A hot potato: China is willing to fight US restrictions on advanced technology with domestically-produced chip products, and the highly-discussed Loongson CPU line is receiving further confirmation regarding its presumed capabilities when compared to traditional x86 microchips.
A few months after unveiling the 3A6000 CPU, Loongson is now enjoying new reviews that seemingly vouch for the processor’s prowess and performance levels. Chinese site MyDrivers took the Loongson 3A6000 CPU for a spin, confirming that the chip can achieve “comparable” performance to a three-year-old Intel Core CPU.
MyDrivers tested the 3A6000 model in synthetic benchmarks and found that the chip provides 60 percent more performance in single-core tasks and an impressive 2x performance uplift for multi-core tasks compared to the 3A5000. The Loongson 3A6000 is a quad-core CPU and appears to be more efficient than the previous generation, with true multi-threading support.
The Loongson 3A6000 is based on the new LoongArch architecture, a poorly documented ISA mostly derived from the RISC-based MIPS architecture. MIPS was developed in the US, where it has now been retired in favor of RISC-V. However, Loongson continued to improve the architecture after obtaining official licenses for the MIPS32 and MIPS64 ISAs in 2011. The LoongArch’s design supposedly includes elements from both MIPS and RISC-V.
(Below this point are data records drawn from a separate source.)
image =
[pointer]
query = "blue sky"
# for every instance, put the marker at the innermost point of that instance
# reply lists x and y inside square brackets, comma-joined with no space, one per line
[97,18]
In August, Loongson stated that its newly developed chip was able to achieve performance levels comparable to Intel’s 10th-gen Core CPUs released in 2020. Tests conducted by MyDrivers appear to confirm the company’s official statements, as the 3A6000 chip was only five percent slower than the i3-10100F and between 10 percent and 15 percent slower than the Ryzen 3 3100 in single-thread and multi-thread workloads.
MyDrivers conducted additional benchmarks as well. In UnixBench, the 3A6000 was two percent slower than the i3-10100F and eight percent slower than the Ryzen 3 3100 in single-core tests, while it was eight percent and 11 percent slower in multi-core loads. If these results prove to be accurate, it confirms that the Loongson CPU technology is indeed evolving and improving much faster than anticipated.
While the Loongson 3A6000 quad-core chip may not yet outperform Comet Lake and Zen 3 CPUs in terms of performance, Loongson appears to be on the right path for success. This is especially true if Beijing’s engineers can achieve significantly higher clock rates from the LoongArch architecture, as the 3A6000 chip currently runs at a maximum of 2.5 GHz.